Q1. I observe that "seq_bias_correct": false, "gc_bias_correct": false, are set to false. How do I turn them on ?? does the Alevin accepts --seqBias and --gcBias flags because they weren't mentioned in the comments.

Q2. How do I make use of I1.fastq.gz file. I for sure believe that I have to combine it somehow with R1.fastq.gz but please help me understand how to do that if that's so.

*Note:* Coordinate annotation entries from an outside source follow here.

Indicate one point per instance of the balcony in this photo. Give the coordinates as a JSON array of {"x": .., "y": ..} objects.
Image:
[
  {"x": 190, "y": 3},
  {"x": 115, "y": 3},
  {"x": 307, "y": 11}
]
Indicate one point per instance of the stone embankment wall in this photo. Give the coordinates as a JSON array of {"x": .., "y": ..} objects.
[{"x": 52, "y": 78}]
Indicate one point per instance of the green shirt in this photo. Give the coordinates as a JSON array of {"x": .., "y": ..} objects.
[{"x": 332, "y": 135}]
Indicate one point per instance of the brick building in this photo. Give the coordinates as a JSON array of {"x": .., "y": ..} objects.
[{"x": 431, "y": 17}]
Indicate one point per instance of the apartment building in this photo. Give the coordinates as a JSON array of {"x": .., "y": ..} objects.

Rohit-Satyam commented 2 years ago

Also in the lib_format_counts.json , the reads doesn't seems to belong to any library type!!


{
    "read_files": "[ /nfs_master/anshul/KAUST_Plasmo_scRNAseq/M-19-3774_9-NT_SI-GA-F3_S1_L003_R1_001.fastq.gz, /nfs_master/anshul/KAUST_Plasmo_scRNAseq/M-19-3774_9-NT_SI-GA-F3_S1_L003_R2_001.fastq.gz]",
    "expected_format": "ISR",
    "compatible_fragment_ratio": 1.0,
    "num_compatible_fragments": 18981014,
    "num_assigned_fragments": 18981014,
    "num_frags_with_concordant_consistent_mappings": 0,
    "num_frags_with_inconsistent_or_orphan_mappings": 29136874,
    "strand_mapping_bias": 0.0,
    "MSF": 0,
    "OSF": 0,
    "ISF": 0,
    "MSR": 0,
    "OSR": 0,
    "ISR": 0,
    "SF": 0,
    "SR": 0,
    "MU": 0,
    "OU": 0,
    "IU": 0,
    "U": 0
}
rahulnutron commented 2 years ago

Dear Rohit, I am facing the same issue with a non-model organism, I was wondering if you are manage to improve the mapping rate with different arguments. If yes, could you please let us know the solution.

Rahul

rob-p commented 2 years ago

Hi @rahulnutron,

Currently, the recommendation is to move to alevin-fry. If you don't have a good annotation (i.e. transcripts as well as introns) then you can index just the transcriptome as normal. The big differences are that, rather than letting alevin do the quantification, you would ask salmon alevin to just a do the mapping phase and produce a rad file. This can be done with (assuming chromium v3 chemistry):

salmon alevin -i <index> --chromiumV3 -l A -1 <reads1> -2 <reads2> -p 16 -o <outdir> --sketch

note that with the alevin-fry pipeline, there is no need to provide the t2g map at this phase (it's used later). Further, the --sketch flag tells alevin just to map the reads and to prepare the RAD file for subsequent quantification with alevin-fry.